Josué Bravo
Corresponsal / Costa Rica
El candidato oficialista Johnny Araya desistió esta tarde de su aspiración a la presidencia de Costa Rica tras conocerse los resultados de una encuesta en la que aparece con 40% menos en las intenciones de votos con respecto a su adversario.
A través de su cuenta en Twitter, Araya afirmó que desistía de hacer campaña para ahorrar «millones de colores», pero que continuaría apegado «al principio constitucional de permanecer como candidato presidencial el 06 de abril».

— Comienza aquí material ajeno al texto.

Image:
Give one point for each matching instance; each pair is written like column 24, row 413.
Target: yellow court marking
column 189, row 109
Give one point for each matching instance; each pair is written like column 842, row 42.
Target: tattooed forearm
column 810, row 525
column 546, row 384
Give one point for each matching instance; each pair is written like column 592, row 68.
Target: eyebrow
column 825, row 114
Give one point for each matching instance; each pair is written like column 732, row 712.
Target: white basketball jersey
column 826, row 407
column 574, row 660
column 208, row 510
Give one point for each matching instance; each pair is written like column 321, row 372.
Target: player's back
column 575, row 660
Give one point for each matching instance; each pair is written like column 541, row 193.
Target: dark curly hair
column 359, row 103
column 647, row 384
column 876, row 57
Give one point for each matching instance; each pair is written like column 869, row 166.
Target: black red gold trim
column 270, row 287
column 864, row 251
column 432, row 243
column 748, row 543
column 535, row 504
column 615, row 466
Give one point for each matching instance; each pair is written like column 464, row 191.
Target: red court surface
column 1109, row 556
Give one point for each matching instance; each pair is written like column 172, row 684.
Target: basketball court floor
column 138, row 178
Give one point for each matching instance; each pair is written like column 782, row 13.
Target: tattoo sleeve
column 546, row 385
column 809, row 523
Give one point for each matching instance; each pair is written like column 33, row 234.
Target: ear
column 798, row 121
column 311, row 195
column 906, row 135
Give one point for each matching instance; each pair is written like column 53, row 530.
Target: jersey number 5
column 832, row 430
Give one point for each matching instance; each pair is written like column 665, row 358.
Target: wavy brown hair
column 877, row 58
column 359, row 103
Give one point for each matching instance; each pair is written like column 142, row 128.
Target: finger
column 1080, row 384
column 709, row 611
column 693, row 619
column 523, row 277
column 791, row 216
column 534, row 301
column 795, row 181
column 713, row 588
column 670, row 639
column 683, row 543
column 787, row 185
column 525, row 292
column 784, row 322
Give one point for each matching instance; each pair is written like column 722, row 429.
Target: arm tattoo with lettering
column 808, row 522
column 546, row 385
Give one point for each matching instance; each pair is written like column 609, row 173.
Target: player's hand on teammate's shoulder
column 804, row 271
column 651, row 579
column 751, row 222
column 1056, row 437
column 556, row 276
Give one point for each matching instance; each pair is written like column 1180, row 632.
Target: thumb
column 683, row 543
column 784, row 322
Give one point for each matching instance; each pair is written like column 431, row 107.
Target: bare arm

Araya, del oficialista Partido Liberación Nacional (PLN), y Guillermo Solís, del Partido Acción Ciudadana (PAC); fueron los más votados en la primera ronda del 2 de febrero anterior.
El Centro de Investigación y Estudios Políticos (CIEP) de la Universidad de Costa Rica elaboró una encuesta para el Semanario Universidad, publicada hoy, en el cual Solís obtiene un 64.4% de la intención de votos y Araya un 20.9%, mientras que un 14.7% dijo no saber por quién votar.
Estos resultados serían el detonante que provocó el retiro de Araya de la campaña.
Solís se mostró satisfecho con los resultados y desistió de viajar a Estados Unidos tras conocer el rumor sobre el retiro de Araya.
Según el analista Claudio Alpízar, las posibilidades de Araya de ser presidente fueron provocadas por el desgaste de 8 años de gobierno de Liberación Nacional, específicamente el último de Laura Chinchilla calificado señalado de ineficiente y corrupto por los ciudadanos.
También le costó haber subestimado al resto de candidatos presidenciales, al arrancar primero en las encuestas en la campaña, y no haber creado una candidatura empática con el electorado.
Araya afrontaba la campaña de esta segunda ronda con menos recursos que sus adversarios, pero además con posibles fisuras a lo interno de su partido tras el golpe de haber perdido la primera vuelta, cuando todos los liberacionistas creyeron en un triunfo el 2 de febrero.
Hay analistas como Vladimir de La Cruz que criticaron la eventual decisión del candidato, para quien habría sido mal asesorado y debió haber corrido en la segunda vuelta y “morir” como valiente con las botas puestas.
Otros como el ex presidente socialcristiano, Rafael Ángel Calderón, alabó la valentía de Araya de entender la decisión de la gente, además que le permitirá al virtual presidente Luis Guillermo Solís, preparar con tiempo a su equipo y organizar el trabajo presidencial.